È questo il contesto sociale in cui Matteo Botrugno e Daniele Coluccini (registi trentenni al loro primo lungometraggio, ma già autori di diversi corti e videoclip musicali) immergono Et in terra pax (un prodotto low budget con piccoli mezzi che si è però nutrito della collaborazione e della passione di molti, bravi professionisti), moderna storia di ‘Accattoni' di periferia votati allo sbando e all'isolamento sociale. Un film che nonostante qualche imperfezione, rievoca tutto lo strazio di un mondo chiuso a riccio su sé stesso, incapace di modificare e modificarsi.
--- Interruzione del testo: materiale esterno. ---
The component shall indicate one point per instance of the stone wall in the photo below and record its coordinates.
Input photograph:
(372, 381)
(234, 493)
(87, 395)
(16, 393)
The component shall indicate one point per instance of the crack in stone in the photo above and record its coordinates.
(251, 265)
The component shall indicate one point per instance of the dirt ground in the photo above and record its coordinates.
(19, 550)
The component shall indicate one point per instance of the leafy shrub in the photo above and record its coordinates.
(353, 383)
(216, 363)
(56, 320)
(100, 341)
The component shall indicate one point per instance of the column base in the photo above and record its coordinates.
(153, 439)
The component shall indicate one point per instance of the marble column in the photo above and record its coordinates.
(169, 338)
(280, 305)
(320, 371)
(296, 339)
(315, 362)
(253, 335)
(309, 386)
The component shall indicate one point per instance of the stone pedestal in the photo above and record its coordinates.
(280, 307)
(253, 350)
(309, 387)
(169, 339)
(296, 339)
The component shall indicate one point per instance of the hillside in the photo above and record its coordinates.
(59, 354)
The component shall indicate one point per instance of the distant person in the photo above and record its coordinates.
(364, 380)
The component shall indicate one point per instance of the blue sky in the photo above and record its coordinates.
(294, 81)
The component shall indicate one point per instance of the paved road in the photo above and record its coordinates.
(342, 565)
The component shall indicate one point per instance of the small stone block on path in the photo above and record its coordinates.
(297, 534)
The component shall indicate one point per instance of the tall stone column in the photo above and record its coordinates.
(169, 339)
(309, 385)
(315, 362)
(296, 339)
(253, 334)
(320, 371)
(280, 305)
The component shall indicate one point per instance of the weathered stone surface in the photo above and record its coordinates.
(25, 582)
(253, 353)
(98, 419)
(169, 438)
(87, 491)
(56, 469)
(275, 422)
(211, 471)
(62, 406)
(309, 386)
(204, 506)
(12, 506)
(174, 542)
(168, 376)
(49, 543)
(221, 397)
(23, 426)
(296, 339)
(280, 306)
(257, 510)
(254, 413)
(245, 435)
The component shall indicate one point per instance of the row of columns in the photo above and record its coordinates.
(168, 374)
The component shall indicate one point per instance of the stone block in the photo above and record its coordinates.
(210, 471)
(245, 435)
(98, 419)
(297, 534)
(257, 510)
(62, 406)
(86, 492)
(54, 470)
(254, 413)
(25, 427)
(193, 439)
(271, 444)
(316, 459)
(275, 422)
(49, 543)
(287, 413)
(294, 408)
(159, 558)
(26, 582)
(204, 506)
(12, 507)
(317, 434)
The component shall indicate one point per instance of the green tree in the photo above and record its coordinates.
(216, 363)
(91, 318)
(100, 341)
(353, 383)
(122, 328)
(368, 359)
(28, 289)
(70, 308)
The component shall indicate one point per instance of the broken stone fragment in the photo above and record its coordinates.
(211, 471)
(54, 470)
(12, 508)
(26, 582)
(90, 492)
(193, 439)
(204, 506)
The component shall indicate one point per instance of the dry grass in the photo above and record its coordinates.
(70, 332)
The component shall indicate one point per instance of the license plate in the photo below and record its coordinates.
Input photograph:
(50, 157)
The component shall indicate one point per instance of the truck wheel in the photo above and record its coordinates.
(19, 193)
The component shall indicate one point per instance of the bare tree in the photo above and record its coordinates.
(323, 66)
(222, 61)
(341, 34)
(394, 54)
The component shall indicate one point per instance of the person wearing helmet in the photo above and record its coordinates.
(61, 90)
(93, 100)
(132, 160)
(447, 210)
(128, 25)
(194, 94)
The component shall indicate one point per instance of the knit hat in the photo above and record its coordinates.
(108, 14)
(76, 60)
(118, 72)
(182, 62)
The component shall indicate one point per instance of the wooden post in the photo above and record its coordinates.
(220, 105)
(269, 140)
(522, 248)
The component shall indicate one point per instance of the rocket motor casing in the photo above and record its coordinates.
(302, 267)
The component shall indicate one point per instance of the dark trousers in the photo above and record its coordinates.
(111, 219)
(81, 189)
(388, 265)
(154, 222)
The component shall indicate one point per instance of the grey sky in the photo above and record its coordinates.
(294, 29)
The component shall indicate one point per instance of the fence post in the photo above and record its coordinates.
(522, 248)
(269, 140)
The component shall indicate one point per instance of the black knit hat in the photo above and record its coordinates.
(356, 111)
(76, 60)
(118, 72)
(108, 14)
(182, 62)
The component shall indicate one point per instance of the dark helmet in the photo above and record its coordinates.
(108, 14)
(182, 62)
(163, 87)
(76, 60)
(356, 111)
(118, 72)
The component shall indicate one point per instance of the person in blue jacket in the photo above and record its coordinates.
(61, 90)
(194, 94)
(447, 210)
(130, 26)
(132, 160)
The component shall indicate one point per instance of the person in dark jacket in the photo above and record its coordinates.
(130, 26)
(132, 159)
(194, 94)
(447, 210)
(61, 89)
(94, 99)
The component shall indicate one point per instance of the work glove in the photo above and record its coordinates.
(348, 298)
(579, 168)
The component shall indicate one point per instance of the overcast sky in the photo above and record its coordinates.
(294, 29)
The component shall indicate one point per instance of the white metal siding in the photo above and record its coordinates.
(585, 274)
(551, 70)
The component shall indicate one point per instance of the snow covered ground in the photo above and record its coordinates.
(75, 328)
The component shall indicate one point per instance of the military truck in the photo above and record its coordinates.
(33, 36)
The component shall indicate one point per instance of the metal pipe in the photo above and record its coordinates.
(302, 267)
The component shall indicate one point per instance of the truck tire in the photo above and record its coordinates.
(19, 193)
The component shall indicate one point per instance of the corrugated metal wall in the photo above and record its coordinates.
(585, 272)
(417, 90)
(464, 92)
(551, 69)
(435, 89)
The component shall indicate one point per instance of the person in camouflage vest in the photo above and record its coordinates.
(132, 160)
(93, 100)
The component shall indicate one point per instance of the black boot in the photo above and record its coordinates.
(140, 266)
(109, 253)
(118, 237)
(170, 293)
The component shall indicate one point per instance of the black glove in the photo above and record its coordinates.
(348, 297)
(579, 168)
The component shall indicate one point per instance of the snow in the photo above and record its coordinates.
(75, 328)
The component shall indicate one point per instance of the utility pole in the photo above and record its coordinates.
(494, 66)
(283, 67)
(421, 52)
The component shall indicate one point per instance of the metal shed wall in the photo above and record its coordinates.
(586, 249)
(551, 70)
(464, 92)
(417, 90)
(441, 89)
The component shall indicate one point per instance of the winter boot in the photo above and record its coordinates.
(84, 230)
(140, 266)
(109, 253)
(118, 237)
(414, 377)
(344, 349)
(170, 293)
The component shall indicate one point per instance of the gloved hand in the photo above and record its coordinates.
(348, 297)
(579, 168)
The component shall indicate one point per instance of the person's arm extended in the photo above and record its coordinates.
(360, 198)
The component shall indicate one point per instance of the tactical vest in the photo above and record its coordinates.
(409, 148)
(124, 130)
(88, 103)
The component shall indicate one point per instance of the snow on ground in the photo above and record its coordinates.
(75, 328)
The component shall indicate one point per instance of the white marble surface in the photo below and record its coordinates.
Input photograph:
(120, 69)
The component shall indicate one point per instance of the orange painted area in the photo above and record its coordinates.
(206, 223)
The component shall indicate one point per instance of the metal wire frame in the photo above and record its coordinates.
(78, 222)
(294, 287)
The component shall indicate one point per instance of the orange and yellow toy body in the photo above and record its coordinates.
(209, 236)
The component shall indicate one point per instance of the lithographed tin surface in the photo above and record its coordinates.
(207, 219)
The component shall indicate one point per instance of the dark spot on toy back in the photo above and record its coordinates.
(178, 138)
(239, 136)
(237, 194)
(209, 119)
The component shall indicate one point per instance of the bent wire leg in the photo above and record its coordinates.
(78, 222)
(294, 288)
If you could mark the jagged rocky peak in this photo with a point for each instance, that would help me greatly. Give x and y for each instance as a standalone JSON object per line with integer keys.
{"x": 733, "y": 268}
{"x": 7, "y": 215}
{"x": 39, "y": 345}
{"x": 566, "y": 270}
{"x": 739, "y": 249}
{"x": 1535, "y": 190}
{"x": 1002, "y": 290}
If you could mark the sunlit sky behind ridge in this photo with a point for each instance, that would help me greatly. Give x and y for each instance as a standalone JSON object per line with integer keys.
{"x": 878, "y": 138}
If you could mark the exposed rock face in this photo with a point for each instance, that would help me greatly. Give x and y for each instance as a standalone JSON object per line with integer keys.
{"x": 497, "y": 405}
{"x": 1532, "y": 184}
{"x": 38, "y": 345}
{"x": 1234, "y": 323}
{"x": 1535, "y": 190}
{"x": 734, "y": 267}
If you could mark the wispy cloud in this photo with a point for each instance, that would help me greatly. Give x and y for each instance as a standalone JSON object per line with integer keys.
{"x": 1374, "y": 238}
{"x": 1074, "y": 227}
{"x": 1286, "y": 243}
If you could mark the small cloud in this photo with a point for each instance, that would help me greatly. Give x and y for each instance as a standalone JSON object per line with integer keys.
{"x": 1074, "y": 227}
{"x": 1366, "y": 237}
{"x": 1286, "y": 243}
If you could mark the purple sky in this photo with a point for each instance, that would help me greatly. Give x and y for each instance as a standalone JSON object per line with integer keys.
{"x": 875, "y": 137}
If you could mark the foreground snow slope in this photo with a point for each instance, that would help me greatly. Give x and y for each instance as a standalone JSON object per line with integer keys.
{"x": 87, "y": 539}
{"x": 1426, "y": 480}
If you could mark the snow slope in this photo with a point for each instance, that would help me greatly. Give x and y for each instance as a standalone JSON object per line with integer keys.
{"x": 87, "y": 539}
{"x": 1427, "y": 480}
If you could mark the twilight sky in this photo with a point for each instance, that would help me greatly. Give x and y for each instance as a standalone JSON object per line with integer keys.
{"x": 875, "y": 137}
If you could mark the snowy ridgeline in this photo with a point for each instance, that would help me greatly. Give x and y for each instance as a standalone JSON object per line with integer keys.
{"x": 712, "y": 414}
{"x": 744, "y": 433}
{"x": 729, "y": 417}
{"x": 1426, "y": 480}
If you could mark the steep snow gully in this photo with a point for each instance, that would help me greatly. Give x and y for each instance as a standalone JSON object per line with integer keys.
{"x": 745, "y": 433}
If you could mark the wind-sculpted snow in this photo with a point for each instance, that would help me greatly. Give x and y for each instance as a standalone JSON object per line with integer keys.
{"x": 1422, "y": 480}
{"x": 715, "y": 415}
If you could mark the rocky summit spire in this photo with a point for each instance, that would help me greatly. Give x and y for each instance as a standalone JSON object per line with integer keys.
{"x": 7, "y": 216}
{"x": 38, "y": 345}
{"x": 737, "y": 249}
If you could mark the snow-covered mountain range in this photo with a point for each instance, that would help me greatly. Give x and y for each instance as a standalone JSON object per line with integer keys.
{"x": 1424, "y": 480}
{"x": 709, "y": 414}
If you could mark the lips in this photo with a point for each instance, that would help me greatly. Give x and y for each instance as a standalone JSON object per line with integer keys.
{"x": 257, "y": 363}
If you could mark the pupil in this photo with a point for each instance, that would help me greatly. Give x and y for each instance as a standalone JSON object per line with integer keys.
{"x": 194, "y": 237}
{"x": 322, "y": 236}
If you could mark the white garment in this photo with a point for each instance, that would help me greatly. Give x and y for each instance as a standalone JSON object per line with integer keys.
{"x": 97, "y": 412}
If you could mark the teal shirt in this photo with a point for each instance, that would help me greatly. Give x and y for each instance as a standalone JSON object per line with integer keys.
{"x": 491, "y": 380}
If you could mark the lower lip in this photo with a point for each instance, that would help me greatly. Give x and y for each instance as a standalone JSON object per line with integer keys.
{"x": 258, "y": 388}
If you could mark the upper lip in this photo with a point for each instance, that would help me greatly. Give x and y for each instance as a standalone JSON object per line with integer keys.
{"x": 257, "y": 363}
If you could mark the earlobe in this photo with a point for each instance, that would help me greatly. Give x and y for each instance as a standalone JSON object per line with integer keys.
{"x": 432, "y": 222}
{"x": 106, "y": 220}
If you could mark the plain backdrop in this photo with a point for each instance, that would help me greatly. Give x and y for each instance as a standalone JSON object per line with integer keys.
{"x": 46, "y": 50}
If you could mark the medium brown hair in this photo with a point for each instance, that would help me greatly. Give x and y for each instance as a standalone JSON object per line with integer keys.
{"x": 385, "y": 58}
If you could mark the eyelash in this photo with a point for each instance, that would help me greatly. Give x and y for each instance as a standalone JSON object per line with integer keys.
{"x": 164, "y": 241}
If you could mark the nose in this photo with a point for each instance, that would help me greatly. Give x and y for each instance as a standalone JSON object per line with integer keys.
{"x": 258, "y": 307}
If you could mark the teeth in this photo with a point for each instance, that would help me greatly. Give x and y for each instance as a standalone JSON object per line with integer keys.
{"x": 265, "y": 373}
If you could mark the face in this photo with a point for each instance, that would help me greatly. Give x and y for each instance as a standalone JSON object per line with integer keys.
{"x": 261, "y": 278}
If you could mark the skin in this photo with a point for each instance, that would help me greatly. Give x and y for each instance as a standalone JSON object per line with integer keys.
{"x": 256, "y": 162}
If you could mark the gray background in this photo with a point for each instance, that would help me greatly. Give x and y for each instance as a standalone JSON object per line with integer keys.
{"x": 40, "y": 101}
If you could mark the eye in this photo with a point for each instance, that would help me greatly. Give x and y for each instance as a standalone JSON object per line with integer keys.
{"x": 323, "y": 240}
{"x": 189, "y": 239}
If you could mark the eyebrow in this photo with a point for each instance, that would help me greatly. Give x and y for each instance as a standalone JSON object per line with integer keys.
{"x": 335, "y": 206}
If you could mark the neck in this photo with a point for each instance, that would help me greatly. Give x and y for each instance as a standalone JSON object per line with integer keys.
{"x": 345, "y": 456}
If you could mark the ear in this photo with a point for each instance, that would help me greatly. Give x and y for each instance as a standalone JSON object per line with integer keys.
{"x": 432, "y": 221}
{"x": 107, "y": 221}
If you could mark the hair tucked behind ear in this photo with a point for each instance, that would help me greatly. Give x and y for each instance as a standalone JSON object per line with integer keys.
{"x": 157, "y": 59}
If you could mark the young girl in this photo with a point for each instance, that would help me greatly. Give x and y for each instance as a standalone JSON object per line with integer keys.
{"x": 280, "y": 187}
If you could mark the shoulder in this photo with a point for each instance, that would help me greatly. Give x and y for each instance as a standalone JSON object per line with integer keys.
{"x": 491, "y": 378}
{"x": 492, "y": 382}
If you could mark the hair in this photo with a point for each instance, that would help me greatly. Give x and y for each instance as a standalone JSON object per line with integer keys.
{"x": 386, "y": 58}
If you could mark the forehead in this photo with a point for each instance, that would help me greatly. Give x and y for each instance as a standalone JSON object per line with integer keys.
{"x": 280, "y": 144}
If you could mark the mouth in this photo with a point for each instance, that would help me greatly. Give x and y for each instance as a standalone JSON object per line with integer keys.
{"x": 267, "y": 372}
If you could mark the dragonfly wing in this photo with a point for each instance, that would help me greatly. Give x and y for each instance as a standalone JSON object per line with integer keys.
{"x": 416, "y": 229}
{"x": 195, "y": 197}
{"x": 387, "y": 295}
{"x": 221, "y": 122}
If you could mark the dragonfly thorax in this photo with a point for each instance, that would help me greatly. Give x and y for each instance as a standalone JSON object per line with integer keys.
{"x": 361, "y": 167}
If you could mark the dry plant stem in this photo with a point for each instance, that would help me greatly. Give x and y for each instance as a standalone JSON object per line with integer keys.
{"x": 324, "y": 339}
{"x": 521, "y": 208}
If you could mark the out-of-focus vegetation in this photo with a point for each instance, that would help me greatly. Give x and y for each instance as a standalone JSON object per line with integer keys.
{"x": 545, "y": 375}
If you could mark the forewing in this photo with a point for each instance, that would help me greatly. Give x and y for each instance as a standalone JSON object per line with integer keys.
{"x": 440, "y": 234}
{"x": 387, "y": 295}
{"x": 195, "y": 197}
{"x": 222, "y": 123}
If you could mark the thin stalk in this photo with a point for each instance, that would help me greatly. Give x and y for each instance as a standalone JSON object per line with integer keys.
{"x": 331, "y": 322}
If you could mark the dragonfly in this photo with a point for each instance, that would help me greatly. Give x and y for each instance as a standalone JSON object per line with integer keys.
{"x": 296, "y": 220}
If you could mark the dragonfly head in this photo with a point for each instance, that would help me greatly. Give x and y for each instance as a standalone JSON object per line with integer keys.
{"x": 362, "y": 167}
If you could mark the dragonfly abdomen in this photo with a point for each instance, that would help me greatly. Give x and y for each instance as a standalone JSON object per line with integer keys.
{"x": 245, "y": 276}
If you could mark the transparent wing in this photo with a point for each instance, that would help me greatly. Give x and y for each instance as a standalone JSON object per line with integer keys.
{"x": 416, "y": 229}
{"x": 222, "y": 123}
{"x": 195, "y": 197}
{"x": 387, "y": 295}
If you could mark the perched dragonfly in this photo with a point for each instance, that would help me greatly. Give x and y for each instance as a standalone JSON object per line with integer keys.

Ragazzi di vita (di periferia)

Appena uscito di prigione, Marco (Maurizio Tesei) è ‘determinato' a non ricadere nei giri che lo hanno portato a trascorrere diversi anni nel buio delle celle, ma l'accerchiamento del gruppo di ‘soliti amici' e una cupa situazione familiare presto piegheranno il ragazzo alle leggi del quartiere, portandolo a trascorrere le giornate seduto su una panchina, ad attendere clienti e a contemplare lo scorrere della vita, senza farne mai realmente parte. Tra i tanti viandanti che transiteranno di fronte a quella sua panchina incolore, pellegrini di un viaggio che sembra non avere passato né futuro, ci sarà anche Sonia, ragazza tenace e volitiva, la cui voglia di emancipazione attraverso lo studio e un lavoretto per ‘alzare qualche spicciolo' si scontrerà (come per Marco) con la ben più dura realtà del quartiere, fagocitato e rappresentato dalla minacciosa ombra del Serpentone di Corviale (un luogo che a detta dei registi rappresenta un po' tutte le periferie, grigie e attraversate da un fitto pulviscolo di malavita) che si profila alle spalle di questi destini incrociati, di cui fanno parte anche Faustino, Federico e Massimo detto "Nigger", perfetti esemplari di quella vita di noia e perdizione capace di trasformare un innocuo ‘branchetto' di perdigiorno in un feroce trio, accecato di riscatto. E mentre Sonia rimarrà vittima delle frustrazioni del branco, Marco dovrà ergersi (anch'egli vittima) suo malgrado a carnefice, entrambi emblema di un negativo circolo vizioso quasi impossibile da spezzare, della ‘banalità del male' che spesso ottunde le nostre esistenze.

Sacro e profano

Ricalcando e mescolando i temi cari a Pasolini, Et in terra pax appare come la rivisitazione moderna di un Accattone in cui s'intrecciano coeve storie di moderni Ragazzi di vita di una periferia romana in cui la droga si mischia all'olezzo delle bische di quartiere, la canicola estiva alla soffocante scenografia di luoghi fantasma, desolati e desolanti quanto le fragili esistenze che vi bazzicano quotidianamente. Lavorando per sottrazione e dunque stilizzando molto i protagonisti e gli scenari che fanno da sfondo a questa storia particolare (solo parzialmente immersa nella Roma dialettale di periferia) e universale (tutte le periferie del mondo), i due registi mischiano (come amava fare Pasolini) il profano dei luoghi e delle vicende, condizionate da un'umanità misera e corrotta, al tono sacro e austero della musica classica (l'Et in terra pax di Vivaldi che dà il titolo all'opera) e di un simbolismo (è il rogo del fuoco - forse - purificatore e catartico ad aprire e chiudere il film) che aspira a universalizzare la storia. Una storia che sposta l'attenzione dai protagonisti fittizi (i cinque ragazzi tutti più o meno spaesati dal non-luogo in cui vivono) a quelli reali (la noia, la solitudine, l'abbandono e il silenzio deflagrante di una periferia priva di colori, spenta, innocua e devastante). La sacralità della Vita che si scontra con la profanità del quotidiano, della popolare tragedia umana incarnata dalla terribile banalità di certi gesti (lo stupro casuale come riaffermazione della propria esistenza). Un linguaggio cinematografico minimalista che gode della buona prova degli attori (tutti molto misurati) e del penetrante ritmo dato dai silenzi di un luogo che sembra, per sua natura, risucchiare la linfa vitale dell'uomo, confinandolo al perimetro di una panchina, lo sguardo perennemente chiuso su sé stesso.     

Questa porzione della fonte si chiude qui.